TIME: Once funded, there must be substantial lead time allowed for ramping up the scale of the program and a period of five or more years to reach its goals because of:

  • PROCEDURAL and Contracting Requirements like federal establishment of Davis-Bacon wages and then adaptation of all local agency and contractor payroll reporting systems; issuing new procurements with all the added requirements; Buy American regulations and related changes in state and local procurement regulations;
  • PANDEMIC-related constraints added to above:
    • a shortage of willing candidate homes, so waiting lists are short or do not exist;
    • training capacity is 1/5 pre covid level because of physical distancing requirements in training venues;
    • PPE shortages.

FIVE COST ELEMENTS and timeline concerns make Weatherization difficult under the current state Average Cost ceiling, and will worsen if many efficiency programs expand:

  • LABOR SHORTAGE which leads to difficulty retaining trained WAP workers and contractors;
  • SHORTAGE of HOMES in WAP-READY condition and the resources to fix them;
  • SHORTAGE OF ESSENTIAL measures/ EQUIPMENT from refrigerators to furnaces and PPE;
  • TRAINING COSTS – EXPENSE for mandated training and credentials including wages and tuition.

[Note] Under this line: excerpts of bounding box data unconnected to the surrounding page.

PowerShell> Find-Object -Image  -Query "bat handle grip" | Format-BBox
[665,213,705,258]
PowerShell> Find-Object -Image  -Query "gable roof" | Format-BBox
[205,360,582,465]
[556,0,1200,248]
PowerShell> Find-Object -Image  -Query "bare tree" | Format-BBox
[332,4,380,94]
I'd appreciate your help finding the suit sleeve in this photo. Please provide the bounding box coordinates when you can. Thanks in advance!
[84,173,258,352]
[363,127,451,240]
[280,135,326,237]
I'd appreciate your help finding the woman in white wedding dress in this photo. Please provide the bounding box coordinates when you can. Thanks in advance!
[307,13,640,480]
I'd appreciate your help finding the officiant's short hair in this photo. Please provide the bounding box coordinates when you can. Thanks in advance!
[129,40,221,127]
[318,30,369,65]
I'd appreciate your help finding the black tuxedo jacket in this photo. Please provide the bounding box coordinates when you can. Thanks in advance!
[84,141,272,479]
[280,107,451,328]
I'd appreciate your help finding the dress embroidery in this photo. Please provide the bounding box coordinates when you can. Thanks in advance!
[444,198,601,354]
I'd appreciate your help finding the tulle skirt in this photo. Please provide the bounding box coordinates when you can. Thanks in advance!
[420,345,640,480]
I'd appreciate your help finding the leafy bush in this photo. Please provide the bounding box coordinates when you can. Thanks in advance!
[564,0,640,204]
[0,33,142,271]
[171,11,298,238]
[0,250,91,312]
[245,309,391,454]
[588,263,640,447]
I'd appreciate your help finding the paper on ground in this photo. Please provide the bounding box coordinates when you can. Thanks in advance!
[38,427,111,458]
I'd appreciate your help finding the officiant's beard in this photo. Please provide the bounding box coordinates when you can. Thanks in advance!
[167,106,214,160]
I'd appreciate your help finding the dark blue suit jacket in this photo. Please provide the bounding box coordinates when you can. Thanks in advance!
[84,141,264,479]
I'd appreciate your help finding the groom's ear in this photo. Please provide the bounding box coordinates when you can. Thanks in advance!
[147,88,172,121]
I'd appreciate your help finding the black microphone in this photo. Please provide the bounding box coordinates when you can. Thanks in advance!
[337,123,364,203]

All of these together mean the statutory average statewide cost per home is now too low.

OTHER program requirements that exclude many homes from service, bypass GHG reduction opportunities and/or prohibit addressing housing-related determinants of poor health while on site:

  • FALLING COST of NATURAL GAS means many effective measures do not meet the -Savings-to-Investment Ratio;
  • LIMITS ON HEALTH AND SAFETY EXPENDITURES by regulation and per the S.I.R.;
  • RESTRICTIONS ON RENEWABLE TECHNOLOGY by statute and also per the S.I.R.

END OF PROGRAM transition for the workforce must be funded and managed for worker protection; local agencies and their contractors must be exempt from Unemployment Tax rate increases.

Weatherization leaders made many suggestions for changes in program practices or regulations that would result in qualifying and upgrading many more eligible homes, including but not limited to:

  • Provide designated new funds for the costs of Davis Bacon compliance and reporting;
  • Expand training locations, on-line training, on-site training and training partnerships;
  • Provide added funding for the time cost of training new workers on the job;
  • Allow significant funding for major repairs pre-weatherization;
  • Install a standard package of proven measures in each home [without energy audit];
  • Allow partial weatherization jobs that will contribute to bill reduction, using only parts of the package in homes that are not in good enough condition to receive the entire package;
  • Raise the Average Cost per Home limit;
  • Change all fossil fuel-based systems to electric heat pumps or renewable energy;
  • Establish Medicaid /Medicare reimbursement for “Healthy Home’ upgrades.

The last six solutions require statutory changes when authorizing a 5-year “Build Back Better” WAP initiative.

A dramatically expanded WAP is likely to happen and NCAF is working hard to ensure that we’ve eliminated barriers and created the most possible avenues for success. Obviously, any significant increase in WAP funding is important to the network, for Congress and perhaps most importantly the Biden administration. There will be a lot riding on implementation of this initiative.